RUU TNI Ancam Kebebasan Sipil, GNB Ingatkan Kasus TNI Tembak Polisi

- Gerakan Nurani Bangsa kritik revisi RUU TNI yang mengancam supremasi sipil dan kebebasan sipil.
- Banyak personel TNI terlibat di bidang publik, menunjukkan ketidaksesuaian dengan status mereka sebagai alat negara.
- Watak militer yang otoriter berpotensi menutup ruang diskusi sehat dan bertentangan dengan semangat demokrasi.
Jakarta, IDN Times - Sejumlah tokoh bangsa yang tergabung dalam Gerakan Nurani Bangsa mengkritik revisi Undang-Undang (RUU) TNI yang kini akan disahkan dalam rapat paripurna DPR.
Salah satu tokoh yakni Pendeta Darwin mengatakan, penegakan supremasi sipil yang menjadi amanat reformasi 1998 kini menghadapi tantangan serius.
Kasus terbaru yang semakin menguatkan kekhawatirnan ini adalah keterlibatan anggota TNI dalam pembunuhan tiga anggota polisi di Lampung.
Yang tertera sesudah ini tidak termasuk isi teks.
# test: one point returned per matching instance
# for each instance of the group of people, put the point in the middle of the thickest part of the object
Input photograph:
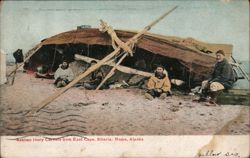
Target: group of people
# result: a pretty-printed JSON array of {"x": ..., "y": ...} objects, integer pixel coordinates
[{"x": 159, "y": 84}]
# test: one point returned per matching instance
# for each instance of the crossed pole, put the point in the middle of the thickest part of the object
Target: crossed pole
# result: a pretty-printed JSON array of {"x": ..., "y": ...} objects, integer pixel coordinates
[{"x": 122, "y": 45}]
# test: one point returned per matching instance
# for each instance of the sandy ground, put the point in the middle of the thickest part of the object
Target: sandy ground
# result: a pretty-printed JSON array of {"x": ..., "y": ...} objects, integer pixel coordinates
[{"x": 110, "y": 112}]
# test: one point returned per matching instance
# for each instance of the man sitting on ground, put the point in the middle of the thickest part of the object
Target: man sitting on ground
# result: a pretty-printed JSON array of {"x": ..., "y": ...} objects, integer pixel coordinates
[
  {"x": 63, "y": 75},
  {"x": 223, "y": 77},
  {"x": 95, "y": 78},
  {"x": 158, "y": 85}
]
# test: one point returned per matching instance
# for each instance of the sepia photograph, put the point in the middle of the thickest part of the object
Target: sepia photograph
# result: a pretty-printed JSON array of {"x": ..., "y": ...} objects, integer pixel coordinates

Jika revisi regulasi semakin melonggarkan batas antara militer dan ranah sipil, maka kebebasan, supremasi sipil, dan ruang ekspresi publik akan semakin terancam.
"TNI memang diberikan legitimasi memakai senjata untuk pertahanan negara, tetapi dengan kultur dan logika militer yang ada, seandainya revisi itu terjadi dan itu diberikan ruang, kita bisa bayangkan bagaimana nasib supremasi sipil, kebebasan, dan ruang ekspresi. Saya tidak yakin ini bisa bertahan," ujar Darwin dalam konferensi pers di Gedung Pascasarjana STF Driyarkara Cempaka Putih, Selasa (18/3/2025).
1. Banyak personel TNI bekerja di luar statusnya

Selain itu, dia menyoroti semakin banyak personel TNI yang terjun di luar bidang publik yang tidak sesuai dengan statusnya sebagai alat negara.
"Belakangan ini kita lihat semakin banyak personel-personel TNI terlibat dalam bidang-bidang publik, yang sebetulnya tidak terlalu sesuai dengan status mereka sebagai alat negara di bidang pertahanan," ujar Darwin.
2. Watak militer tidak dialogis

Darwin menegaskan, watak militer yang cenderung tidak dialogis berpotensi menutup ruang diskusi yang sehat. Ketika kritik dijawab dengan pernyataan seperti "otak kalian kampungan" atau "kalian yang gelap," ini menunjukkan pola pikir otoriter yang bertentangan dengan semangat demokrasi yang memberi ruang bagi partisipasi rakyat.
"Dalam posisi sebetulnya, demokrasi memberi ruang pada partisipasi publik. Namun, belum apa-apa, sudah ada diskursus yang disampaikan secara sangat otoriter: "Otak kalian yang kampungan," atau "kalian yang gelap." Padahal, demokrasi itu memberi ruang seluas-luasnya pada partisipasi rakyat, sebab negara ini milik rakyat, bukan penguasa," tegasnya.
3. TNI harus keluar dari militer jika menjabat di sipil

Darwin mengatakan, GNB tidak menolak apabila ada personel TNI yang kapabel dalam bidang sipil, namun harus mengikuti sistem yang jelas yakni dengan keluar dari institusi militer terlebih dahulu.
"Tidak menolak seandainya dengan main system yang diberlakukan, dalam arti silakan kalau ada TNI yang kapabel di bidang tertentu di luar TNI, tapi keluar," tegasnya.